Home

Awesome

R-MAE: Regions Meet Masked Autoencoders

R-MAE

This repository is an official implementation of R-MAE: Regions Meet Masked Autoencoders in PyTorch. It is based on the BoxeR repository, but adapted for self-supervised pre-training.

Citing R-MAE

If you find R-MAE useful in your research, please consider citing:

@article{nguyen2023rmae,
  title={R-MAE: Regions Meet Masked Autoencoders},
  author={Duy{-}Kien Nguyen, Vaibhav Aggarwal, Yanghao Li, Martin R. Oswald, Alexander Kirillov, Cees G. M. Snoek, Xinlei Chen},
  journal={arXiv preprint arXiv:2306.05411},
  year={2023}
}

Installation

Requirements

Usage

Dataset preparation

The datasets are assumed to exist in a directory specified by the environment variable $E2E_DATASETS. If the environment variable is not specified, it will be set to be .data. Under this directory, our code will look for datasets in the structure described below.

$E2E_DATASETS/
├── coco/
└── imnet/

For pre-training on COCO, please download COCO 2017 dataset and organize them as following:

$E2E_DATASETS/
└── coco/
	├── annotations/
		├── instances_train2017.json
		├── instances_val2017.json
		└── image_info_unlabeled2017.json
	└── image/
		├── train2017/
		├── fh_train2017/
		├── val2017/
		├── fh_val2017/
		├── unlabeled2017/
		└── fh_unlabeled2017/

You can generate FH masks for our pre-training by running create_fh_mask_for_coco.py in tools/preprocess.

For pre-training on ImageNet, please download ImageNet dataset and organize them as following:

$E2E_DATASETS/
└── imagenet/
	├── train/
	├── fh_train/
	├── val/
	└── fh_val/

You can generate FH masks for our pre-training by running create_fh_mask_for_imnet.py in tools/preprocess.

Training

Our script is able to automatically detect the number of available gpus on a single node.

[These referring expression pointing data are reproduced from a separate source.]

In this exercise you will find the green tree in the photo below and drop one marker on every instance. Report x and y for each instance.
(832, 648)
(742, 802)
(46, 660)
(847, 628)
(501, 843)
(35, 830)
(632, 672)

It works best with Slurm system when it can auto-detect the number of available gpus along with nodes. The command for pre-training R-MAE is simple as following:

python tools/run.py --config ${CONFIG_PATH} --model ${MODEL} --task ${TASK} --dataset ${DATASET}

For example,

python tools/run.py --config pretrain/config/RMAE/COCO/rmae_fh_4000eps.yaml --model rmae --task pretrain --dataset coco
python tools/run.py --config pretrain/config/RMAE/ImageNet/rmae_fh_800eps.yaml --model rmae --task pretrain --dataset imnet

Some tips to speed-up training

python tools/run.py --config ${CONFIG_PATH} --model ${MODEL} --task ${TASK} --dataset ${DATASET} dataset_config.${DATASET}_${TASK}.sampler=shard
python tools/run.py --config ${CONFIG_PATH} --model ${MODEL} --task ${TASK} --dataset ${DATASET} training.iter_per_update=2
python tools/run.py --config ${CONFIG_PATH} --model ${MODEL} --task ${TASK} --dataset ${DATASET} training.use_fp16=(float16 or bfloat16)

License

This project is under the CC-BY-NC 4.0 license. See LICENSE for details.